Monsieur C est pharmacien, primo-installant. Il dispose de très faibles capitaux. Il est pharmacien salarié d’un titulaire adhérent du groupement B, lequel employeur le met en relation avec la société B.

Monsieur C signe un dossier d’acquisition de la Pharmacie P avec sa SPFPL constituée à cet effet (SPFPL C) et la société A présentée par la société B à Monsieur C.

Puis Monsieur C, signe une série de contrats avec la société A, dont notamment :

– un contrat de souscription relatif à un emprunt obligataire consistant en un emprunt de plusieurs centaines de milliers d’euros in fine au taux de 8 % l’an, sur 12 ans ;

– une promesse d’achat des titres de la SEL P ;

– une promesse de vente des titres de la SEL P (ayant pour associés Monsieur C et la SPFPL C) au profit de la société A (laquelle n’est pas pharmacien).

Et Monsieur C signe avec la société B (propriété de la société A) un contrat pour que son officine P adhère au groupement B.

Il est prévu notamment que la pharmacie P doit rester adhérente du groupement B tant que la SPFPL C est débitrice envers la société A. Par ailleurs, il est également souscrit auprès d’une banque de réseau française un emprunt afin de pouvoir financer l’ensemble de l’acquisition.

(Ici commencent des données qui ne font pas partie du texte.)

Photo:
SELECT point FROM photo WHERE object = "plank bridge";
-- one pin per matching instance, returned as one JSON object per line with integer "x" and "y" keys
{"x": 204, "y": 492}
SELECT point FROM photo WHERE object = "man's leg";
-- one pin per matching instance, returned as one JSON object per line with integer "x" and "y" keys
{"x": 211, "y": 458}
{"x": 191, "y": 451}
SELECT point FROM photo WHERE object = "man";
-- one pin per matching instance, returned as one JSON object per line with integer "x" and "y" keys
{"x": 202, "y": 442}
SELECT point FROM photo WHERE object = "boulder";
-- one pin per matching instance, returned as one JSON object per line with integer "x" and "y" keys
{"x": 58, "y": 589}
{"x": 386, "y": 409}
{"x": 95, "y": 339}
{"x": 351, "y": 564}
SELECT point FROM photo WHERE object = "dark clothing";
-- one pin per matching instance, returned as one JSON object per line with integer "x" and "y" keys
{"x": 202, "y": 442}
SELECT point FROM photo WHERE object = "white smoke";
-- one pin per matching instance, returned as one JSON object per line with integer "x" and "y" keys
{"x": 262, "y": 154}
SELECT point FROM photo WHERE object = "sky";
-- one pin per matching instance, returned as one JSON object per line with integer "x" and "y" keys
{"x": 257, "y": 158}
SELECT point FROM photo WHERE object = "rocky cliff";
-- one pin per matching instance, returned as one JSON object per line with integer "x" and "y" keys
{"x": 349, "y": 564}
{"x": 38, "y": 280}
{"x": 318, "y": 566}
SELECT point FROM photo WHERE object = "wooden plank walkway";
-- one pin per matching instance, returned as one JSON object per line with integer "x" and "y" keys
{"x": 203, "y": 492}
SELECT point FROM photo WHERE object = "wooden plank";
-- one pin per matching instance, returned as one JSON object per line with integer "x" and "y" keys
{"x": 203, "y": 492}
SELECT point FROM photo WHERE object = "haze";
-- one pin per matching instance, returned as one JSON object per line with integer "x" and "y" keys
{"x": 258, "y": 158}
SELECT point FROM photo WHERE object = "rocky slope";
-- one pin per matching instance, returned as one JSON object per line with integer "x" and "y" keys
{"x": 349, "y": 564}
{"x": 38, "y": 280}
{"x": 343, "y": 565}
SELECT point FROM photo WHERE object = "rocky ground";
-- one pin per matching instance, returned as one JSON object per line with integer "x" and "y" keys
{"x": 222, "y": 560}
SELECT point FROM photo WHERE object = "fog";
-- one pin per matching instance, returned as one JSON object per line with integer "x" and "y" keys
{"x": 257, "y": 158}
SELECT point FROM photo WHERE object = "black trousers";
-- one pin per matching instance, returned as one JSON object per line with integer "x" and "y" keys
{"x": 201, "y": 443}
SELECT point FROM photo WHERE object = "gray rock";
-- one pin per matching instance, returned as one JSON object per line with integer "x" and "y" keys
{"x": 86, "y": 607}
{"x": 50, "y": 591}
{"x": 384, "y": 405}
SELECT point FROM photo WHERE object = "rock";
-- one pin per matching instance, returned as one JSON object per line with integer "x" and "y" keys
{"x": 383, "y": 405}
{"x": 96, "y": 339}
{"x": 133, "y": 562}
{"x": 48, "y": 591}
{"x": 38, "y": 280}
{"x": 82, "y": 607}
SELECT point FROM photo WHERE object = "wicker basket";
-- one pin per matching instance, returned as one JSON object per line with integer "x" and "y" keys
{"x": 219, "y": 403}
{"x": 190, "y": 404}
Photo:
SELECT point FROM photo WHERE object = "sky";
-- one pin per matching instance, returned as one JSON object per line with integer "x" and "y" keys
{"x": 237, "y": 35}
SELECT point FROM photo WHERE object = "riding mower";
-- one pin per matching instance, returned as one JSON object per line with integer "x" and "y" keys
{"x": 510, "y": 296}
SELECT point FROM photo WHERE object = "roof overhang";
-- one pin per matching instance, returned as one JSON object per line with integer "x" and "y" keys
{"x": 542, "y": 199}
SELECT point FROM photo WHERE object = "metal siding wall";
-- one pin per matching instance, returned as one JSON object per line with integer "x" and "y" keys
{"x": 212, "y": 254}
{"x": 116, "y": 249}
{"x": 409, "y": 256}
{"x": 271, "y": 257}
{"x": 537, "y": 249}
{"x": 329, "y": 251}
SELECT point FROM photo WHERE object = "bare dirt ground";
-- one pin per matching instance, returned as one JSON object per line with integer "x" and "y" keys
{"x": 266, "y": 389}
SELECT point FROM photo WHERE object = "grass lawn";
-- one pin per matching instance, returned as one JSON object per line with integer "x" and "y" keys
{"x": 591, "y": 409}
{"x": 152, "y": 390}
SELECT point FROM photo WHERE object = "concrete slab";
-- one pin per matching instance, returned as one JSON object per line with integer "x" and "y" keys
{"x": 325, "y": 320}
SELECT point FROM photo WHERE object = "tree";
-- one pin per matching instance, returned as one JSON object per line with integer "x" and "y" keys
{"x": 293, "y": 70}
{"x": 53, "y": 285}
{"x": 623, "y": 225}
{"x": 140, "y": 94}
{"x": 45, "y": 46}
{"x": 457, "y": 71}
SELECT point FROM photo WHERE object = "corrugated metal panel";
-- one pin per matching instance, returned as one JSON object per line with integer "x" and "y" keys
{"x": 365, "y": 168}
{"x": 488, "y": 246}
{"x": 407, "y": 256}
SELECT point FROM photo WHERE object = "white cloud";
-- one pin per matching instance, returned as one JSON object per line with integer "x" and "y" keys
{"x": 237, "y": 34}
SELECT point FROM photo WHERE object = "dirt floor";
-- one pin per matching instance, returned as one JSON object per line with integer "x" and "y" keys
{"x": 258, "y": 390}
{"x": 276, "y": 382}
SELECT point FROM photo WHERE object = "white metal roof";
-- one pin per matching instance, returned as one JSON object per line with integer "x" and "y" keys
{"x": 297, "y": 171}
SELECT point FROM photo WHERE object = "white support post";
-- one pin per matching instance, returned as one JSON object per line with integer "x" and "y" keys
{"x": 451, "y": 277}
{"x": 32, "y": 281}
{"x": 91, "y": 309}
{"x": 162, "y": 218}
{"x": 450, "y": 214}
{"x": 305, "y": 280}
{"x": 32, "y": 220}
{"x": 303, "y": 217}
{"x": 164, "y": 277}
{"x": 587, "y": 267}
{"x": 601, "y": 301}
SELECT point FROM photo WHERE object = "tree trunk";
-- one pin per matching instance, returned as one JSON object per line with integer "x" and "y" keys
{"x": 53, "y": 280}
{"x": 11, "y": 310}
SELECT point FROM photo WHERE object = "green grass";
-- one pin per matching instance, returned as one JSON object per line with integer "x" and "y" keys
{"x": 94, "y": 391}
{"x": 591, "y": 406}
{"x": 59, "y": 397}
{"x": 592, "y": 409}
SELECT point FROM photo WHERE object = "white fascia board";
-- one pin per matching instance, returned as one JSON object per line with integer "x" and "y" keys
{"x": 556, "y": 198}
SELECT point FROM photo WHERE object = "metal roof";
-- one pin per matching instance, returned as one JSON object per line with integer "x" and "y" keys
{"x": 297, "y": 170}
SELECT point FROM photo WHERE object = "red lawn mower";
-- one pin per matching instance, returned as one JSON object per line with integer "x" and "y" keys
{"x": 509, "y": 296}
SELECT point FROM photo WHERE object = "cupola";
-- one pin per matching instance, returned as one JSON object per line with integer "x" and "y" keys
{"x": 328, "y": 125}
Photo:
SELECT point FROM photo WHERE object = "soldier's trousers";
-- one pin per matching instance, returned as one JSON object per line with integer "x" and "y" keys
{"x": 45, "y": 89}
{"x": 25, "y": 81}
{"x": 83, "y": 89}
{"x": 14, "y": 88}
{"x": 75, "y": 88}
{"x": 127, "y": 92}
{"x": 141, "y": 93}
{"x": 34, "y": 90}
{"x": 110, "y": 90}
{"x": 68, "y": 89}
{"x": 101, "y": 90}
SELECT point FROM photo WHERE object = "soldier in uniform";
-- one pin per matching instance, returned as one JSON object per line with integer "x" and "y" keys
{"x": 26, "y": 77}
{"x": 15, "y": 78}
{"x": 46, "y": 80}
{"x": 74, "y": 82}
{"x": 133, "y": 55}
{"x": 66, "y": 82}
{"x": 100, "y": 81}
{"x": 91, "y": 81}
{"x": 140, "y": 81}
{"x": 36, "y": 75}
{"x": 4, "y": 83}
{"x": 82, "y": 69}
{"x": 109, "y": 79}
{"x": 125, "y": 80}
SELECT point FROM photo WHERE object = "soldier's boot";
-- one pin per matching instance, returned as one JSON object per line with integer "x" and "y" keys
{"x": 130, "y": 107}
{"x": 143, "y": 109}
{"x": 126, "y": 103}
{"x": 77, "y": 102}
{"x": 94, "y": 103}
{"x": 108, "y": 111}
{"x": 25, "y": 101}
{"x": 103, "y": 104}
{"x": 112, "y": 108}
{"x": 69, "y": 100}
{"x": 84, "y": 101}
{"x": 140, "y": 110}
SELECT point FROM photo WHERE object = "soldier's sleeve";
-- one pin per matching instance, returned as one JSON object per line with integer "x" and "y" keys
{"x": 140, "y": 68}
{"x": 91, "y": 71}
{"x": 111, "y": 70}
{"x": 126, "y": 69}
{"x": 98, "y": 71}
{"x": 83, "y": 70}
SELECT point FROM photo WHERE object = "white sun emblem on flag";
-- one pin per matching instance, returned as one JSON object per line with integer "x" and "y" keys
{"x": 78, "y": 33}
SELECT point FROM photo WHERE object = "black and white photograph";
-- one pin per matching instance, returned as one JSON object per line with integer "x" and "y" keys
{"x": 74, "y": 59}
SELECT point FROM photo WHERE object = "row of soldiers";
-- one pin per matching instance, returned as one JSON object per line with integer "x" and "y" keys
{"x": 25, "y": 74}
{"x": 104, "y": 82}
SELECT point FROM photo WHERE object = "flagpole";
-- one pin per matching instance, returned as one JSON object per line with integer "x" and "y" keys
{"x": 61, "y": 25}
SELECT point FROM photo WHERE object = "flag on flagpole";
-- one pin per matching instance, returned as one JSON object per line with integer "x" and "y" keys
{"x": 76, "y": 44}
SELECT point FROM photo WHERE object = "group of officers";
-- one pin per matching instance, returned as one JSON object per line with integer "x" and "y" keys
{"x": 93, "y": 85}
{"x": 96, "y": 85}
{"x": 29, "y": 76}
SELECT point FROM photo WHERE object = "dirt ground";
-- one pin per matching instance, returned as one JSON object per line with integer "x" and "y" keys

Monsieur C résilie son adhésion au groupement

Ultérieurement, Monsieur C sollicite un rendez-vous avec la société A pour renégocier son accord, s’estimant avoir été trompé comme d’autres pharmaciens adhérents du groupement B.

Il met en cause notamment le non-respect du principe de l’indépendance du pharmacien, ainsi que du secret professionnel. Monsieur C résilie son adhésion au groupement B.

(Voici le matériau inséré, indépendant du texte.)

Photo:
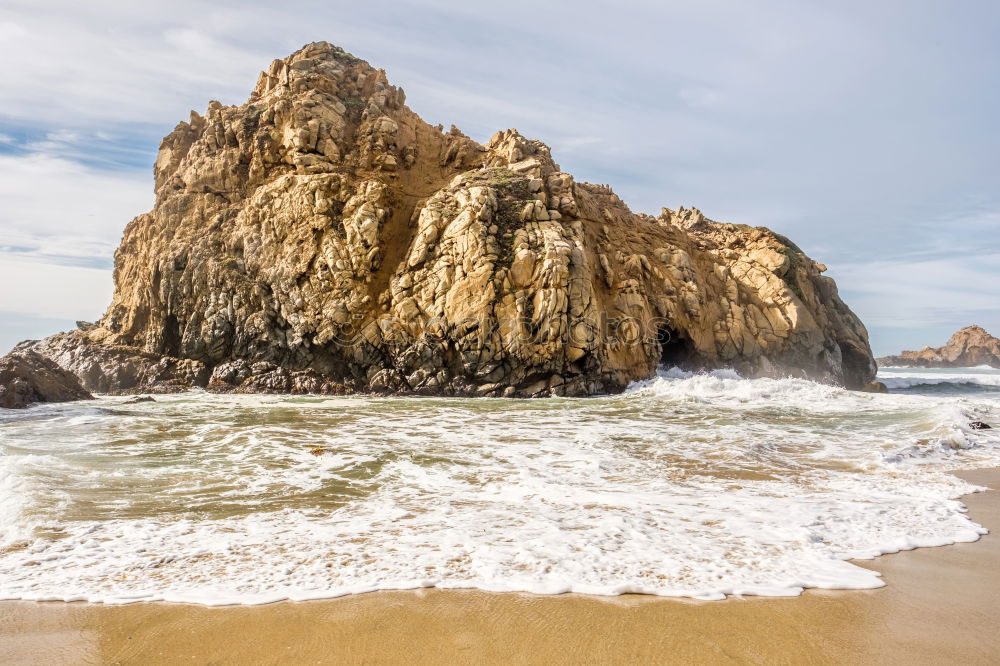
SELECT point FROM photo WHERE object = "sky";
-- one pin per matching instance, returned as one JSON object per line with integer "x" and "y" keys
{"x": 866, "y": 132}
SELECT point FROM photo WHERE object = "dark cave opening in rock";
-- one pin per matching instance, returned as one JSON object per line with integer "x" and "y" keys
{"x": 675, "y": 349}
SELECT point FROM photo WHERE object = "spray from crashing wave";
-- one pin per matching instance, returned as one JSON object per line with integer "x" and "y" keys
{"x": 698, "y": 485}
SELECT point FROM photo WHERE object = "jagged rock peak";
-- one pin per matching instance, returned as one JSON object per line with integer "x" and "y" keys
{"x": 322, "y": 237}
{"x": 967, "y": 347}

La société A considère que la résiliation de l’adhésion à la société B est une violation du contrat de souscription de l’emprunt obligataire et demande à la SPFPL C le remboursement anticipé des obligations convertibles en actions détenues par la SPFPL C. La société A le met en demeure de rembourser le capital et les intérêts sous 10 jours.

En mai 2025, le tribunal judiciaire de Paris prononce la nullité de la promesse d’achat des titres de la SEL P.

Clauses du contrat

En 2025, la société A demande que la SPFPL C soit condamnée à lui rembourser le capital emprunté initial, majoré des intérêts au taux contractuel de 8 % l’an, soit une somme représentant le double de la somme empruntée initialement.

En effet, certaines clauses signées dans le contrat de souscription des obligations convertibles prévoient notamment que le pharmacien titulaire C et sa SPFPL C s’interdisent sauf accord préalable de la société A :

– de modifier les statuts ;

– de cesser ou non renouveler le contrat avec le groupement B.

Le contrat entre le groupement B et la pharmacie prévoit notamment l’engagement d’effectuer 90 % de ses achats de médicaments génériques auprès des fournisseurs de médicaments génériques référencés par le groupement B. Et que tout manquement partiel est susceptible d’entraîner une augmentation des cotisations trimestrielles dues au groupement B.

Ce que dit le jugement

Dans son jugement rendu en janvier 2026, le tribunal judiciaire de Paris a :

– considéré que ces aménagements contractuels conféraient un pouvoir indirect à la société A sur le fonctionnement tant de la SPFPL C ainsi que la SEL pharmacie P puisque l’aval de la société A était nécessaire à la prise de différentes décisions les affectant, notamment le choix de fournisseur de médicament ;

– prononcé la nullité des stipulations ci-dessus, considérant notamment qu’il avait été manqué aux devoirs d’indépendance du pharmacien ;

– débouté la société A de sa demande en paiement de la somme, initialement emprunté plus les intérêts contractuels, capitalisés, courus jusqu’au paiement de la somme au taux de 8 % par an.